3)Leave the slide on the very warm slide warming table (approximately 5
degrees less than the meltpoint of the paraffin you are using)until the
paraffin is completely melted and the section glistens.
NOTE:If the slide has not been properly drained before placement on the
warming table small (often undetectable to the naked eye) bubbles will form
between the section and the slide. Thus decreasing any adherance you may
think you are gaining by using costly slides and expensive additives.
My two cents learned the hard way doing hard tissues, Good luck
Donna Montague, M.S.
Research Associate
Physiology/Biophysics and Orthopaedic Surgery
University of Arkansas for Medical Sciences
(501) 603-1239
-----Original Message-----
From: Vicki Kalscheur [mailto:kalschev@svm.vetmed.wisc.edu]

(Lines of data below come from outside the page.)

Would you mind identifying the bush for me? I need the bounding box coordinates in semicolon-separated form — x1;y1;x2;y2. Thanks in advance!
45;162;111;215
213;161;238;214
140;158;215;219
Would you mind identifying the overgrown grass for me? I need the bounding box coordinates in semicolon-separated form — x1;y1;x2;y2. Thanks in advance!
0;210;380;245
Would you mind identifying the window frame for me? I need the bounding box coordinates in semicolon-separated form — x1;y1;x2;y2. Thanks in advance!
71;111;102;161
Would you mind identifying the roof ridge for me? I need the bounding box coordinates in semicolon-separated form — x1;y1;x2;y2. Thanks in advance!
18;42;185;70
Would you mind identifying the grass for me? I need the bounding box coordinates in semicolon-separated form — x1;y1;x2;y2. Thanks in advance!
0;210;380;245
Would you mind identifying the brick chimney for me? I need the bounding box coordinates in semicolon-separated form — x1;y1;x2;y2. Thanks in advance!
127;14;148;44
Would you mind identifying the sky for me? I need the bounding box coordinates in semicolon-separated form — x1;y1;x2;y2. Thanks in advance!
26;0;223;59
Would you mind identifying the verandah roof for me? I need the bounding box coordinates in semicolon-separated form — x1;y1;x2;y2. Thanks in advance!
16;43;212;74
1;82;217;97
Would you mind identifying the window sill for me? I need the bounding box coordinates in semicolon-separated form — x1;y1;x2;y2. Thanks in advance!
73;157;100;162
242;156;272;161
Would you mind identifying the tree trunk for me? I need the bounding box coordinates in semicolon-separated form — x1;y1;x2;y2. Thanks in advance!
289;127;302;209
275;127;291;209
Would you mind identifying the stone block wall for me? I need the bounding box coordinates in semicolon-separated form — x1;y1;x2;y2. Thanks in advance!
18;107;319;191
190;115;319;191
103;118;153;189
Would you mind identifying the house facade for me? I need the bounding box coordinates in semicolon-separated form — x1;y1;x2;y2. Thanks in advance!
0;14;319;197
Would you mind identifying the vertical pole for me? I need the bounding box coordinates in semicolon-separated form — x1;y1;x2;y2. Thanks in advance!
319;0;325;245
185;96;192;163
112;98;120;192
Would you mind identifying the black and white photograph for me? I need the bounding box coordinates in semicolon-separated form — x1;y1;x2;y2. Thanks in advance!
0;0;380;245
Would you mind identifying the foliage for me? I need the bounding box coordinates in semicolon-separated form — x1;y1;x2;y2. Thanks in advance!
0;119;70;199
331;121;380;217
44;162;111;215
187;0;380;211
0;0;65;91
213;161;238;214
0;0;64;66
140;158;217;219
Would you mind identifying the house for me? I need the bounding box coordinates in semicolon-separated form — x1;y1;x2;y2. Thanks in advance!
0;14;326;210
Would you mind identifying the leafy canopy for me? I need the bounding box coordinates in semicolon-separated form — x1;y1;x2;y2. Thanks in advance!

Sent: Friday, July 20, 2001 8:56 AM
To: histonet@pathology.swmed.edu
Subject: immuno/floating tissue
I am a graduate student working on my MS in the Comparative Orthopedic
Research Lab at the UW-Madison.
My project involves examining chondrocyte viability in bovine patella
samples over time. Part of my project is examining the articular
cartilage for apoptotic chondrocytes. I will be using Anti-Caspace 3,
Anti-PARP, and Tunel assays to do this.
I am, however, having a problem regarding this procedure. It seems
that my samples will not adhere to the slides during the assays.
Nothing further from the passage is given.